April 14, 2016 • News

Minera Escondida, the subsidiary of BHP Billiton, has officially opened its third copper concentrate plant during a ceremony carried out on site.

Image credit: BHP Billiton/YouTube (Screenshot)

Image credit: BHP Billiton/YouTube (Screenshot)

The US$4.2 billion Organic Growth Project One facility will add 152 ktpd to the capacity of Escondida’s two existing concentrators, providing the operation with unmatched copper processing capacity of 422 ktpd.

“The plant that we inaugurated today follows a project that required 60 million labour hours and involved 9,200 people during its peak construction period. This project has been a huge challenge but was completed with an excellent safety record,” said the President of Minera Escondida, Hilmar Rode.

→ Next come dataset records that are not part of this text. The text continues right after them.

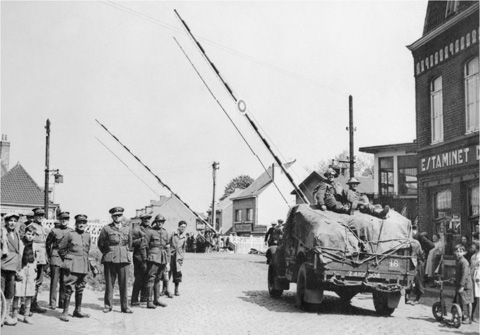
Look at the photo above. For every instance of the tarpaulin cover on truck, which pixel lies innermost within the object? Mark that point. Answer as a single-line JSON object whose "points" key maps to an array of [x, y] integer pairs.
{"points": [[345, 234]]}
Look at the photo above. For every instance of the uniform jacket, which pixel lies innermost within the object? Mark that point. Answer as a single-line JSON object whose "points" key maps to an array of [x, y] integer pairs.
{"points": [[139, 242], [39, 243], [158, 246], [74, 249], [53, 242], [462, 274], [178, 243], [115, 244], [325, 189], [12, 249]]}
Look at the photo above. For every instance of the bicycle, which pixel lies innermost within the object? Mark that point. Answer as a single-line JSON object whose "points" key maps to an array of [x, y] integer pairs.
{"points": [[439, 309]]}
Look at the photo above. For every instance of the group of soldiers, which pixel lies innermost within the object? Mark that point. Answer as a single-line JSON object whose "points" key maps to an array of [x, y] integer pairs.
{"points": [[330, 195], [157, 257]]}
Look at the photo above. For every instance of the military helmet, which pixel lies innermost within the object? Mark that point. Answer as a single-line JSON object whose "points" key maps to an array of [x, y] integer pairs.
{"points": [[353, 180]]}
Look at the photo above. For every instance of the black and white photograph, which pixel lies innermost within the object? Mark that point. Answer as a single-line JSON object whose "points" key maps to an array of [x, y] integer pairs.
{"points": [[240, 167]]}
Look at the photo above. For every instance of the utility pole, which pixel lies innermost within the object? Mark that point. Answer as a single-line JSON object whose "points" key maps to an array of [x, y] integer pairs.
{"points": [[47, 166], [351, 129], [214, 173]]}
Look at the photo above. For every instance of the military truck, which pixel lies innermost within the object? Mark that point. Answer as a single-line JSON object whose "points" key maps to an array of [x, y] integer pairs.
{"points": [[346, 254]]}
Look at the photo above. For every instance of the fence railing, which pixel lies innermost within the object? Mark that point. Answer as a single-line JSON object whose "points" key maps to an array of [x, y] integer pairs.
{"points": [[243, 244]]}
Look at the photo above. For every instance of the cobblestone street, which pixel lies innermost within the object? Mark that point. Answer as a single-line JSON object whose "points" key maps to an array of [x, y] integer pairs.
{"points": [[226, 293]]}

The commissioning of Organic Growth Project One, coupled with the completion of the second desalination plant that the company is building at Puerto Coloso, gives Escondida the potential to operate with three concentrators in the medium term.
The company believes that this added capacity will offset the natural ore grade decline and will contribute to the recovery of production in the medium term.

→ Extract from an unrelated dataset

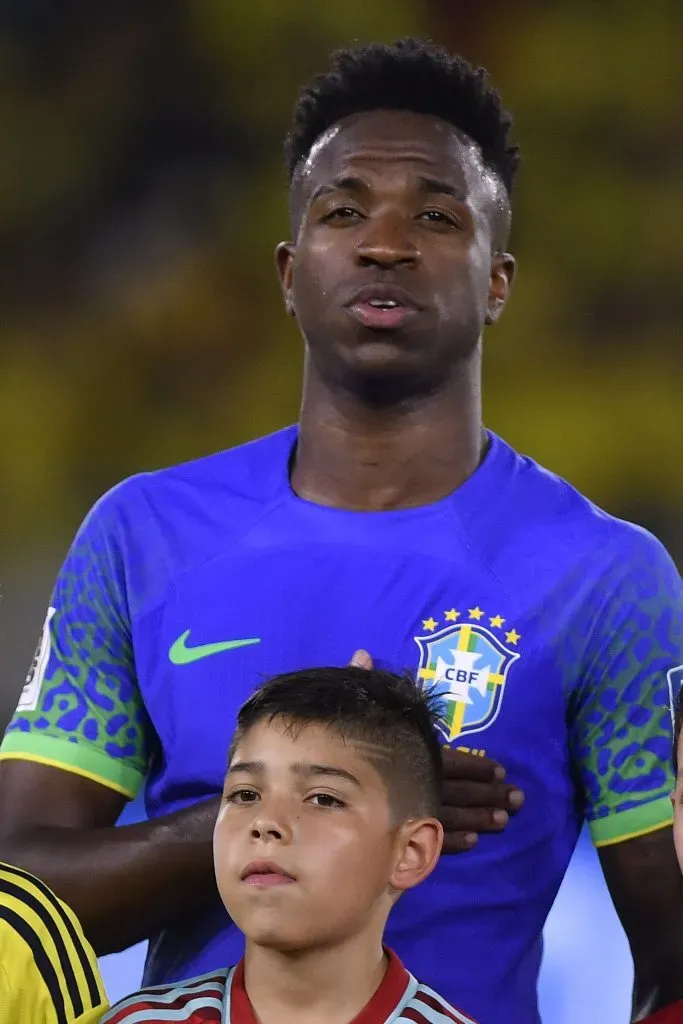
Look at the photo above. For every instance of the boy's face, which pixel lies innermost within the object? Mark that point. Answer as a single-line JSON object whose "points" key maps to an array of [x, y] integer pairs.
{"points": [[677, 798], [305, 849]]}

The president of BHP Billiton Minerals Americas, Daniel Malchuk, noted that Escondida has increased its processing capacity by more than ten times and its copper production by almost four times during its 25 years of operation.

“We have just completed the Organic Growth Project One concentrator plant and we continue to invest in the Kelar gas-fired power plant and the Puerto Coloso desalination plant. We continue to work hard and look towards the future with optimism”, he indicated.

Last year, Minera Escondida’s copper production was 1,152,510 metric tons, which were comprised by 826,220 tons of copper contained in concentrate and 326,290 tons of copper cathodes.
The company’s average production capacity is expected to be approximately 1.2 million metric tons per annum for a decade from Financial Year 2016, with minimal further capital required.